DNS Infrastructure Under DDoS: Testing Authoritative and Recursive Resolution

Every other layer you test is a destination. DNS is the thing that tells the internet where the destination is.

That inversion is the whole reason DNS deserves its own test. Your origin can be perfectly healthy, your WAF tuned, your autoscaler warm, and none of it matters if a name cannot be resolved into an address. When resolution fails, you are not slow. You are gone. The servers are running and answering their own health checks, and the outside world simply cannot find them.

Worse, the failure is quiet. Every dashboard you own looks at traffic that already arrived, which means it looks at the users who successfully resolved you. The ones who got a SERVFAIL never show up in your logs at all. You can lose a third of your users to a DNS problem and watch your request graphs stay flat.

So a DNS DDoS test is not a capacity test of your servers. It is a test of a distributed resolution path, most of which you do not operate, whose most important property is that it can fail totally and invisibly.

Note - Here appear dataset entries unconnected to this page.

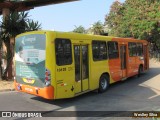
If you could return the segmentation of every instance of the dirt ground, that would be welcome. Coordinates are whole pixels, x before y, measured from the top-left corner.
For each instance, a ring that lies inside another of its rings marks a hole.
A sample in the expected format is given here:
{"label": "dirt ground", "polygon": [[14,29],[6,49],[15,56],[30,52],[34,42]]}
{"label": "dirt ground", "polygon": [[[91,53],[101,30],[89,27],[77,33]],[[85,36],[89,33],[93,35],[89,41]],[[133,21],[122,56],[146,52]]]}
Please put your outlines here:
{"label": "dirt ground", "polygon": [[5,90],[13,90],[14,85],[13,85],[13,80],[0,80],[0,91],[5,91]]}

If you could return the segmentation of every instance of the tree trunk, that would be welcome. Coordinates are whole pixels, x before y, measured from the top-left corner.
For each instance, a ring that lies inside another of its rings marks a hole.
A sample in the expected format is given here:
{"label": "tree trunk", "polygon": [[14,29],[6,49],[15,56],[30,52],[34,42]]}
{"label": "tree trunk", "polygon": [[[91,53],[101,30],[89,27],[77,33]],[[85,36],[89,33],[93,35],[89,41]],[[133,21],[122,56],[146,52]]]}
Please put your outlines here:
{"label": "tree trunk", "polygon": [[2,39],[0,38],[0,77],[2,79]]}
{"label": "tree trunk", "polygon": [[14,60],[14,44],[15,44],[15,37],[10,38],[10,52],[11,52],[11,61],[9,64],[9,69],[8,69],[8,79],[13,79],[14,77],[14,65],[13,65],[13,60]]}
{"label": "tree trunk", "polygon": [[13,56],[14,56],[14,38],[9,38],[5,43],[7,48],[7,67],[3,73],[2,79],[13,78]]}
{"label": "tree trunk", "polygon": [[[2,9],[2,15],[3,15],[3,21],[7,18],[6,16],[8,16],[10,14],[10,9],[9,8],[3,8]],[[10,76],[10,73],[8,73],[8,70],[10,69],[10,63],[11,63],[11,56],[12,56],[12,53],[11,53],[11,49],[10,49],[10,39],[7,38],[7,40],[5,41],[5,46],[6,46],[6,51],[7,51],[7,67],[6,69],[4,70],[3,72],[3,75],[2,75],[2,79],[3,80],[7,80],[8,79],[8,75],[9,75],[9,78],[11,78]]]}
{"label": "tree trunk", "polygon": [[13,78],[12,72],[13,72],[13,62],[12,60],[9,63],[9,67],[8,67],[8,71],[7,71],[7,75],[8,75],[8,79],[11,80]]}

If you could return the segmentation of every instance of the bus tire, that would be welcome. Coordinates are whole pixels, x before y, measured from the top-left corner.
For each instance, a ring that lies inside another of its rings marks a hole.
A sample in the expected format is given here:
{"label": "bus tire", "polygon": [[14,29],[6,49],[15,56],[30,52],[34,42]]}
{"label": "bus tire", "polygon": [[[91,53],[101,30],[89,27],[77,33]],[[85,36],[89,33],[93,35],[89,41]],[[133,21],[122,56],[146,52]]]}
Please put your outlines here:
{"label": "bus tire", "polygon": [[140,65],[139,69],[138,69],[138,77],[140,77],[142,75],[142,73],[143,73],[143,66]]}
{"label": "bus tire", "polygon": [[108,87],[109,87],[109,76],[106,74],[103,74],[100,77],[98,92],[103,93],[107,90]]}

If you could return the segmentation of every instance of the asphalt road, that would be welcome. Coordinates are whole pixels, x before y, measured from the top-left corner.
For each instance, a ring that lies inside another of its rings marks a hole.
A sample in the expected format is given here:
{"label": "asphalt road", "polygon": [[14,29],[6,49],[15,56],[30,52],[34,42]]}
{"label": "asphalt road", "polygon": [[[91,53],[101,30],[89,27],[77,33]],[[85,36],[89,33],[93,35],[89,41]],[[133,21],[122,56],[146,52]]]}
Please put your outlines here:
{"label": "asphalt road", "polygon": [[[150,64],[141,77],[132,77],[110,86],[102,94],[96,92],[62,100],[45,100],[20,92],[0,92],[0,111],[153,111],[160,110],[160,64]],[[49,112],[48,112],[49,113]],[[46,114],[48,114],[46,113]],[[100,113],[99,113],[100,114]],[[65,119],[111,119],[100,117],[65,117]],[[102,113],[103,115],[104,113]],[[93,116],[95,112],[93,112]],[[63,116],[63,115],[62,115]],[[28,118],[25,118],[28,119]],[[44,118],[42,118],[44,119]],[[51,119],[51,118],[47,118]],[[57,117],[56,119],[63,119]],[[133,118],[112,118],[131,119]],[[143,118],[146,120],[146,118]]]}

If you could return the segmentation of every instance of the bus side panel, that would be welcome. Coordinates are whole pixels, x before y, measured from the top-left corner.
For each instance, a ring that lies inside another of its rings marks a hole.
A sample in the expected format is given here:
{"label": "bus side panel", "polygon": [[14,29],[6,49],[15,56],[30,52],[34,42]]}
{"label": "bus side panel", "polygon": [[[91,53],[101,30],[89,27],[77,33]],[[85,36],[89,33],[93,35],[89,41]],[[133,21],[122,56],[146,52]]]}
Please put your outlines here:
{"label": "bus side panel", "polygon": [[109,72],[108,60],[105,61],[93,61],[91,62],[90,69],[90,89],[94,90],[99,87],[99,80],[103,73]]}
{"label": "bus side panel", "polygon": [[118,42],[118,58],[109,59],[109,74],[110,74],[110,83],[121,80],[122,70],[121,70],[121,59],[120,59],[120,44],[116,38],[112,39],[113,42]]}
{"label": "bus side panel", "polygon": [[144,71],[149,69],[149,50],[148,50],[148,43],[143,44],[144,50]]}
{"label": "bus side panel", "polygon": [[121,79],[122,72],[121,72],[120,58],[109,60],[109,70],[110,70],[110,76],[112,77],[113,82],[119,81]]}
{"label": "bus side panel", "polygon": [[143,55],[136,57],[136,74],[138,74],[139,66],[143,65],[143,70],[147,71],[149,69],[149,56],[148,56],[148,45],[146,42],[143,43]]}
{"label": "bus side panel", "polygon": [[[111,40],[108,39],[108,40]],[[107,40],[107,41],[108,41]],[[92,44],[92,42],[91,42]],[[89,81],[89,86],[90,90],[95,90],[99,88],[99,80],[100,77],[103,73],[110,73],[109,71],[109,62],[107,60],[102,60],[102,61],[94,61],[93,60],[93,51],[92,51],[92,45],[90,46],[90,59],[89,59],[89,65],[90,65],[90,81]],[[110,77],[110,81],[112,81],[112,78]]]}
{"label": "bus side panel", "polygon": [[[65,34],[56,34],[56,38],[61,39],[72,39],[65,36]],[[55,41],[54,41],[55,44]],[[55,48],[54,48],[55,51]],[[56,53],[55,53],[56,54]],[[73,60],[73,47],[72,47],[72,63],[70,65],[57,65],[56,64],[56,55],[55,59],[55,84],[56,84],[56,96],[55,99],[61,98],[71,98],[74,96],[74,78],[75,78],[75,69],[74,69],[74,60]]]}
{"label": "bus side panel", "polygon": [[74,96],[74,65],[56,65],[56,99]]}
{"label": "bus side panel", "polygon": [[56,99],[74,96],[74,74],[72,72],[74,73],[73,64],[56,66]]}
{"label": "bus side panel", "polygon": [[[145,58],[146,56],[146,52],[144,50],[144,43],[143,43],[143,54],[141,56],[137,56],[136,58],[136,70],[137,70],[137,74],[138,74],[138,70],[139,70],[139,66],[143,65],[143,69],[145,70]],[[148,58],[148,57],[147,57]]]}
{"label": "bus side panel", "polygon": [[144,66],[144,60],[141,60],[140,56],[136,57],[136,65],[135,65],[135,70],[136,70],[136,74],[138,74],[138,70],[139,70],[139,66],[143,65]]}
{"label": "bus side panel", "polygon": [[128,77],[134,76],[137,73],[136,57],[128,57]]}
{"label": "bus side panel", "polygon": [[48,69],[51,73],[51,86],[53,86],[54,98],[56,95],[56,83],[55,83],[55,50],[54,50],[54,37],[55,33],[47,32],[46,39],[46,69]]}

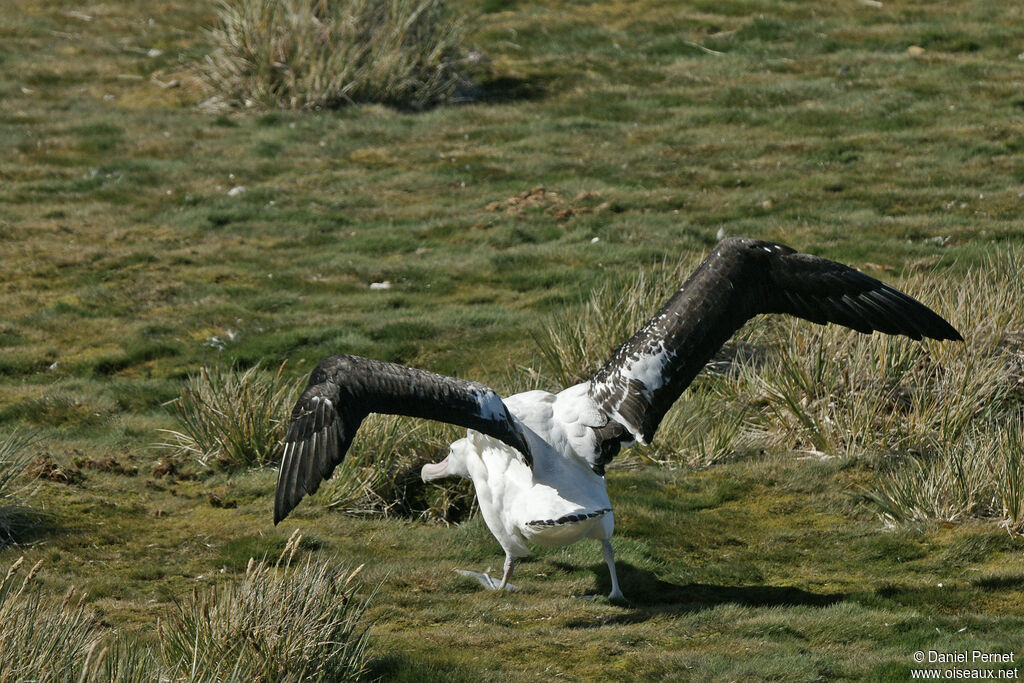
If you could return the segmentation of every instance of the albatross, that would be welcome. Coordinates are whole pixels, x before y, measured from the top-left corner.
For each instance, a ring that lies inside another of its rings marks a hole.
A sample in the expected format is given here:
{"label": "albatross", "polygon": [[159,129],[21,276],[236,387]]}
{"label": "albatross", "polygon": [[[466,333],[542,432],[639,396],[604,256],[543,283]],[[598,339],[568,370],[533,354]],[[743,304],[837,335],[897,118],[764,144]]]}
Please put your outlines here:
{"label": "albatross", "polygon": [[680,394],[715,352],[759,314],[788,314],[858,332],[962,340],[924,304],[860,271],[773,242],[721,241],[697,270],[589,380],[561,392],[502,399],[478,382],[349,355],[313,370],[292,411],[274,501],[274,524],[314,493],[345,457],[370,413],[467,429],[424,481],[472,480],[480,513],[505,551],[509,583],[530,545],[602,544],[611,600],[622,600],[610,542],[615,525],[605,467],[623,446],[650,443]]}

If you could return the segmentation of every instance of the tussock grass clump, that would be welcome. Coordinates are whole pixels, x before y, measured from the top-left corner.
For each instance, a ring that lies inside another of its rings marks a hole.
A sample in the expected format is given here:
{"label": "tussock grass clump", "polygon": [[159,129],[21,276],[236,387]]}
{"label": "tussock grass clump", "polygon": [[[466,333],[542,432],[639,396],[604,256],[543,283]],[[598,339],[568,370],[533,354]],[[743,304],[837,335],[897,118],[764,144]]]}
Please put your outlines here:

What DNS DDoS testing actually validates

DNS DDoS testing is the practice of verifying that name resolution for your zone continues to work under attack, across both the authoritative servers you are responsible for and the recursive resolvers your users rely on. It measures whether clients can still turn your domain into a routable address while an adversary floods, or weaponizes, the resolution path, and how long any disruption takes to appear and to clear.

It is a spoke of a complete DDoS testing methodology, and it sits upstream of everything else in that methodology. The reflection and amplification mechanics it touches are catalogued in the DDoS attack vectors deep dive. This post is about the other half: not how DNS is abused as a weapon, but how you validate that your own resolution survives being on the receiving end.

The single most useful thing to hold in your head is that "DNS" names two different systems with two different owners and two different threat models.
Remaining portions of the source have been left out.